Ford didn’t address or commit to holding a planned provincial election in June 2026 during last week’s announcement about the Beer Store. He simply stated, “I just want to get our agenda through.” When Toronto radio host Jerry Agar pressed Ford on May 28 about the possibility of an early election call, the latter told him, “again, I can’t answer that. I just can’t right now.” Agar responded, “well, who else can?,” which led to the Premier’s retort, “Jerry, Jerry, as far as I’m concerned we’re going to focus on our agenda, getting things done and the people are going to decide – that’s what’s beautiful about a democracy.”
Ford also added this small statement, “stay tuned.”
Hold on. Why should Ontarians stay tuned if he can’t call an early election? The Election Statute Law Amendment Act, 2005, which was passed by then-Premier Dalton McGuinty and the Liberals, noted that provincial elections held after Oct. 4, 2007 would be scheduled “on the first Thursday in October in the fourth calendar year following polling day in the most recent general election.” This has been adjusted twice.

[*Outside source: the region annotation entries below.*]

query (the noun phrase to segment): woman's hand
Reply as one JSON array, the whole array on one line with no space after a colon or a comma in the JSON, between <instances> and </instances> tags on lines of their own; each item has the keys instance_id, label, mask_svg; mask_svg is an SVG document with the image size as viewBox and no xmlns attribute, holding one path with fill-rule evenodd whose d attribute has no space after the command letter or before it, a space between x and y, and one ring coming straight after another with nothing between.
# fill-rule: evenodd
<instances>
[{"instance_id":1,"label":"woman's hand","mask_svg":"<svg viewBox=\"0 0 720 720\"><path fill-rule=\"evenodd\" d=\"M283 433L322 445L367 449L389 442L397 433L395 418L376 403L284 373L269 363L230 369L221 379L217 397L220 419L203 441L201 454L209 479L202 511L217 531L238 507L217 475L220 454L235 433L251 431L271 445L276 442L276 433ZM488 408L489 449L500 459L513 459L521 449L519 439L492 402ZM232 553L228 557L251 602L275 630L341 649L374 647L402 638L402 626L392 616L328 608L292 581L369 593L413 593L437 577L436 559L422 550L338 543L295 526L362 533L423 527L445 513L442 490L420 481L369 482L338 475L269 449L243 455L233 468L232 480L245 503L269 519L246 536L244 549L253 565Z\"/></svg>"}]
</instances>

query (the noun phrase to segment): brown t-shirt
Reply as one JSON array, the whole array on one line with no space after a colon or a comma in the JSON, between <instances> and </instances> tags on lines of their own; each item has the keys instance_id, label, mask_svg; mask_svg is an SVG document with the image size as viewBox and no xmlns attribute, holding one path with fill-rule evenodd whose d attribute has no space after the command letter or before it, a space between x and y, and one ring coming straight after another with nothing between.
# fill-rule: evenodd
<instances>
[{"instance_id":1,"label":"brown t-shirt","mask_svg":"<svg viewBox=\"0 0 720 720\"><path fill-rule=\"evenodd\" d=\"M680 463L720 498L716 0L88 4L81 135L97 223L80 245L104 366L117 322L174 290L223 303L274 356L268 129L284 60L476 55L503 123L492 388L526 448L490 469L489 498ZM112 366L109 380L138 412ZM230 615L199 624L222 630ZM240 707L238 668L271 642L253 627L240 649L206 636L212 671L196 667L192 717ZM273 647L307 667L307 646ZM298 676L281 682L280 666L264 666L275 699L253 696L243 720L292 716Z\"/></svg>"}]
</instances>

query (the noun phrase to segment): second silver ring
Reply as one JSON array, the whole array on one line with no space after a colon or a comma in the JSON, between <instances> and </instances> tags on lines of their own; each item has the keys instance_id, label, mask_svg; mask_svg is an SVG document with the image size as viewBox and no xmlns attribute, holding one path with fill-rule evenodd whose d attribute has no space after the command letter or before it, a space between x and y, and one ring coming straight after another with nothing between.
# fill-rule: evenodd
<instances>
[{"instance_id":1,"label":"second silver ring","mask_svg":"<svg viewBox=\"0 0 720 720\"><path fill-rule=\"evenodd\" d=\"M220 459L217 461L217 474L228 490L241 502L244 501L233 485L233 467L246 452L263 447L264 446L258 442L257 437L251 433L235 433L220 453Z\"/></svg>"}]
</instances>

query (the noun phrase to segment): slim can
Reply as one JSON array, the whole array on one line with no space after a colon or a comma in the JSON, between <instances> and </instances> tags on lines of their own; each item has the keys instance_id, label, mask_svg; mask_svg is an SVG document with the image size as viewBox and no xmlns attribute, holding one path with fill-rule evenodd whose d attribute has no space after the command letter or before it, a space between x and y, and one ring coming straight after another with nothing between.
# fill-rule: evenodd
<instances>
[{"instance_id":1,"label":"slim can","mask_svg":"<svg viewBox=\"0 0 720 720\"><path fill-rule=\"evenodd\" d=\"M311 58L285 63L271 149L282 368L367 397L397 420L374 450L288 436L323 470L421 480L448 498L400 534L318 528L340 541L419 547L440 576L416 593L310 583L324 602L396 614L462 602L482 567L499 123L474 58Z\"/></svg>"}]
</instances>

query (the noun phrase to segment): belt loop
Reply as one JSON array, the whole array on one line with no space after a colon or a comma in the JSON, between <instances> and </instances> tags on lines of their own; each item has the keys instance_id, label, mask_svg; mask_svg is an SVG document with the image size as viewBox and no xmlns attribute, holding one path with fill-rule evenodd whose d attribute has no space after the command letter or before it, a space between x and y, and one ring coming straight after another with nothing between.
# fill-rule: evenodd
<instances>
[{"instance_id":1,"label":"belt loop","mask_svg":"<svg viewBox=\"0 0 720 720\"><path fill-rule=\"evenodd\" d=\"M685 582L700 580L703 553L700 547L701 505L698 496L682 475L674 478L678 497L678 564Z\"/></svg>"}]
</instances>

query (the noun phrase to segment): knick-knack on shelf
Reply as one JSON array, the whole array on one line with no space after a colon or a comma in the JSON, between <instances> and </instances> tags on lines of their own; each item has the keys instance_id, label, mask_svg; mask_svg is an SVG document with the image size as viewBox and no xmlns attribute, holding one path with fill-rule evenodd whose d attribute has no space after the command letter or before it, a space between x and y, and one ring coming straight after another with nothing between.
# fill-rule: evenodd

The 2007 election was shifted to Oct. 10 because of the Jewish holiday of Shemini Atzeret, and the Election Statute Law Amendment Act, 2016, switched it to “the first Thursday in June in the fourth calendar year following polling day in the most recent general election.”
Ah, but there are some exceptions to fixed election dates.
The most obvious is a minority government situation. Political parties in Canada with less than 50 percent of seats in a federal or provincial legislature typically last about 18 months. Formal and informal coalitions with other parties can extend their stay. The three year work-and-supply agreement between the federal Liberals and NDP has given Prime Minister Justin Trudeau an additional lease on life. Generally speaking, however, a fixed election date for minority governments is a near-impossibility.
Ford doesn’t have to worry about this situation. The Ontario PCs won successive majority governments in 2018 and 2022. The latter is one of the largest majority governments in Ontario’s history.
That being said, Ontario’s election law includes the following passage, “Nothing in this section affects the powers of the Lieutenant Governor, including the power to dissolve the Legislature, by proclamation in Her Majesty’s name, when the Lieutenant Governor sees fit.” If an Ontario Premier with a majority government could convince a Lieutenant Governor that an early election was necessary, the fixed election date could be bypassed.
Is this what Ford is trying to do? I don’t believe so.
It’s more likely the Premier is stirring the pot to make people think a snap election is possible. A touch of smoke and mirrors in politics isn’t unusual, after all. Or, he’s simply trying to give himself a leg up on present and future negotiations with Trudeau and, at some point, Poilievre. That’s not impossible to believe, either.
Either way, it gets people talking about Doug Ford’s Ontario, political machinations as we get closer to summer – and whether fixed election dates actually make a difference.
Michael Taube, a longtime newspaper columnist and political commentator, was a speechwriter for former Canadian prime minister Stephen Harper.